Fetching Transcripts

To fetch transcripts for a specific YouTube channel, you can use the following endpoint:

GET /transcripts?channel_name=<channel_name>&author=<author_name>

Viewing Transcripts

To view a specific transcript, navigate to:

GET /transcripts/view/<video_id>

Generating Audio

To generate audio from a transcript, use the following endpoint:

GET /generate_audio/<video_id>/<type>

Syncing Training Data

To synchronize training data to your S3 bucket, use the following endpoint:

POST /sync_training_data

Job Status

To check the status of a transcript fetching job, use:

GET /job_status/<job_id>

Fetching a Single Transcript

To fetch a single transcript for a given video URL, you can use the following endpoint:

GET /single_transcript?url=<video_url>&translate=<true|false> (default is false)

CLI Usage

The Transcript Service also provides a command-line interface (CLI) for interacting with the service.

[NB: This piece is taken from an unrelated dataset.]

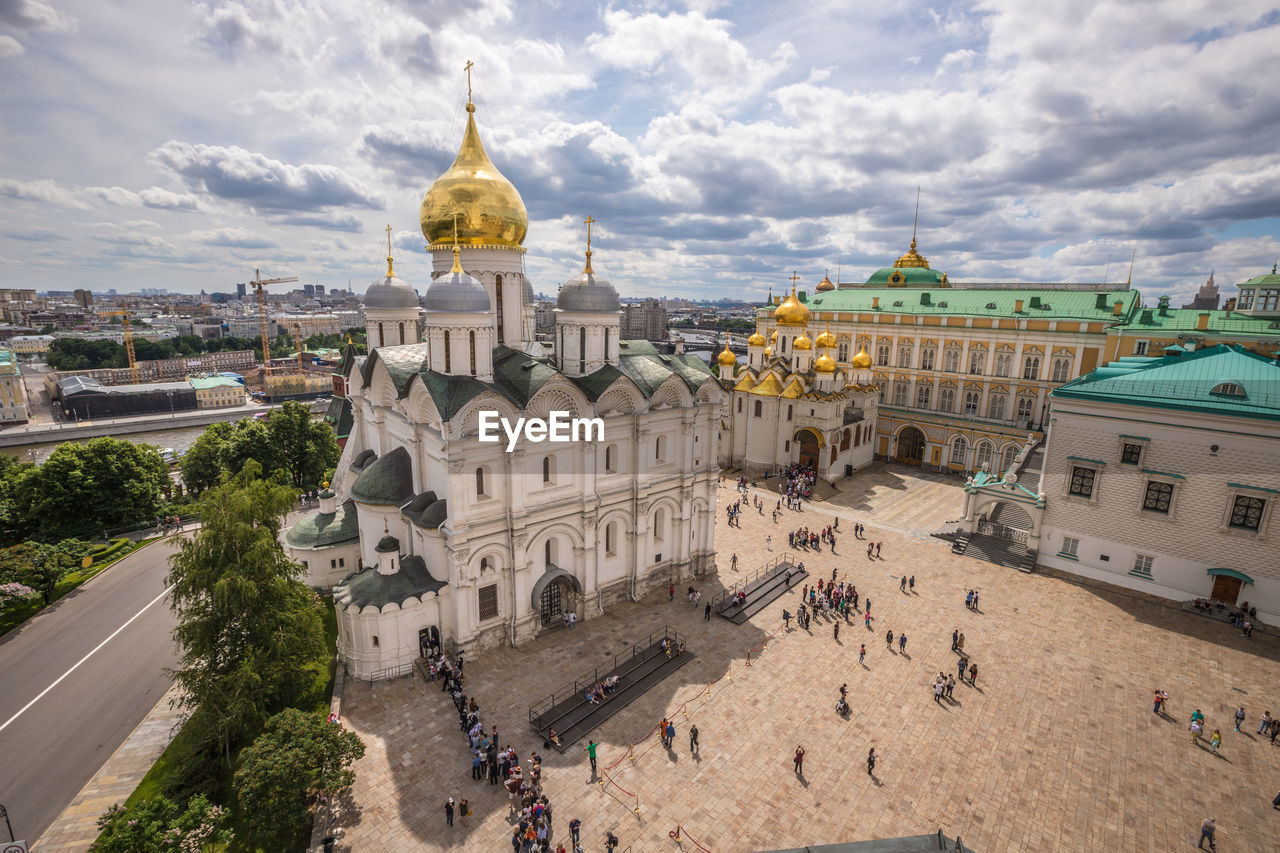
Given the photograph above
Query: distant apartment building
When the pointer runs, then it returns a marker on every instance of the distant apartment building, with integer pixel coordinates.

You can access the CLI commands by running:

python transcript_service.py

Available Commands

fetch-transcripts: Fetch transcripts for a given YouTube channel.

Usage:

python transcript_service.py fetch-transcripts --channel_name <channel_name> [--author <author_name>]

fetch-single-transcript: Fetch a single transcript for a given video URL.

Usage:

python transcript_service.py fetch-single-transcript <video_url> [--translate]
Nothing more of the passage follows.